Pikiran-pikiran utama Imam al-Ghazali tentang politik dituangkan dalam buku al-Tibr al-Masbuk fi Nasihati al-Muluk.
Buku ini adalah kumpulan nasihat yang ditujukan kepada Sultan Muhammad
ibn Malik Syak dari dinasti Saljuk. Kandungan utama kumpulan surat-surat
nasihat itu dapat dikelompokkan ke dalam dua poin besar. Pertama, Imam al-Ghazali memprioritaskan pada kekuatan akidah tauhid. Kedua, berisi naihat-nasihat moral, keadilan keutamaan ilmu, dan ulama.
Dalam awal naskah nasihatnya, Imam
al-Ghazali memulai dengan kaidah-kaidah Iman. Dalam bab ini, disamping
menginginkan sultan tetap loyal pada keimanan yang benar, al-Ghazali
mengingatkan sultan bahwa kekuasaan tertinggi di dunia ini adalah al-Khalik
(Allah Swt). Dalam hal ini, tampaknya juga secara implisit al-Ghazali
memberi peringatan bahwa kekuasaan sultan hanyalah titipan Allah Swt.
Allah memberi amanah kepada Sultan untuk
menstabilkan negeri sesuai dengan syariat-Nya. Dalam sub-sub bab
Kitabnya, al-Ghazali menulis tentang Ke-Esaan-Nya; tiada satu pun yang
menyamai-Nya. Al-Ghazali mengingatkan tentang akhirat dan tugas Nabi
Muhammad Saw.
Peduli politik
Meskipun menulis banyak hal pada masalah
tashawuf dan berkonsentrasi di pesantrennya sendiri yang jauh dari Ibu
Kota Baghdad, Imam al-Ghazali tetap sangat peduli dengan jalannya
kekuasaan. Ia selalu menasehati para penguasa, agar selalu menegakkan
kalimah Tauhid. Nasihat Tauhid ini dimaksudkan untuk melindungi
pejabat-pejabat negara agar tidak terpengaruh dengan pemikiran Syi’ah
Batiniyah yang berkembang pada zaman itu. Kelompok Batiniyah ini
terkenal sebagai kelompok sesat sempalan yang radikal.

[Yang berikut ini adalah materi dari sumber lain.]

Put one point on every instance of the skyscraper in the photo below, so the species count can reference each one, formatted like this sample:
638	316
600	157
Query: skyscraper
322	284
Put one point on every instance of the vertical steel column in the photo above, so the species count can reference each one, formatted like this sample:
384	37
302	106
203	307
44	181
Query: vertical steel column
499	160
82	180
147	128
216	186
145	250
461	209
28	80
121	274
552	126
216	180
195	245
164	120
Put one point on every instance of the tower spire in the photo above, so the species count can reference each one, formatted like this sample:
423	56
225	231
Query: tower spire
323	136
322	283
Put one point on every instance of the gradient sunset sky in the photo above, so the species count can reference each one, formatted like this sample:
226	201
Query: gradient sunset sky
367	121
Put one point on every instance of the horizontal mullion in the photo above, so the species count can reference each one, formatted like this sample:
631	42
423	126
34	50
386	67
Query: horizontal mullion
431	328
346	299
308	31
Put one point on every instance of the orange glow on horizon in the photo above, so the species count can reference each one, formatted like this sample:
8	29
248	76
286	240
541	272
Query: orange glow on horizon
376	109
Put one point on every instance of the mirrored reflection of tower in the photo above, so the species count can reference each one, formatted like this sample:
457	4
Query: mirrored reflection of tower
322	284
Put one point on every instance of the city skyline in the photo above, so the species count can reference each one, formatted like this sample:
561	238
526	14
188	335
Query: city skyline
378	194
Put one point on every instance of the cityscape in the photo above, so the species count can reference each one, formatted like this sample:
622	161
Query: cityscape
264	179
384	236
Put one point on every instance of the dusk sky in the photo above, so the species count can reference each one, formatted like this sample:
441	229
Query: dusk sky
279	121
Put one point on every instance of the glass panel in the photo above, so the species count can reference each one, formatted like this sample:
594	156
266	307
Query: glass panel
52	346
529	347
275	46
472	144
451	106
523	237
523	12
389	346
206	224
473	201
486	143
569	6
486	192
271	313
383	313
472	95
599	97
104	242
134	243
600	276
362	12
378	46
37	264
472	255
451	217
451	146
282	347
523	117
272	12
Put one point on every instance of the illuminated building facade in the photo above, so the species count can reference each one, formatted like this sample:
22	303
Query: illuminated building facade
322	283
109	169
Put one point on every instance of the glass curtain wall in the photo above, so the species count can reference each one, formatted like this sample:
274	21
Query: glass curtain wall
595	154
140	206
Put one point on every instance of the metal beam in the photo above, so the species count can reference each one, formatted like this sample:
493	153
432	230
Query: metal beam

Nasihat-nasihat imam al-Ghazali itu
sangat berpengaruh terhadap kestabilan politik Sultan Seljuk, terutama
untuk meredam gerakan Syi’ah Batiniyah. Penguasa Nizam al-Muluk akhirnya
menyatakan bahwa Batiniyah adalah kelompok sesat. Menurut Sultan,
tujuan utama gerakan mereka sebenarnya adalah untuk menyingkirkan
Muslim Sunni (baca Abu Hamid al-Ghazali, Fada’ih al-Batiniyah, hal 11).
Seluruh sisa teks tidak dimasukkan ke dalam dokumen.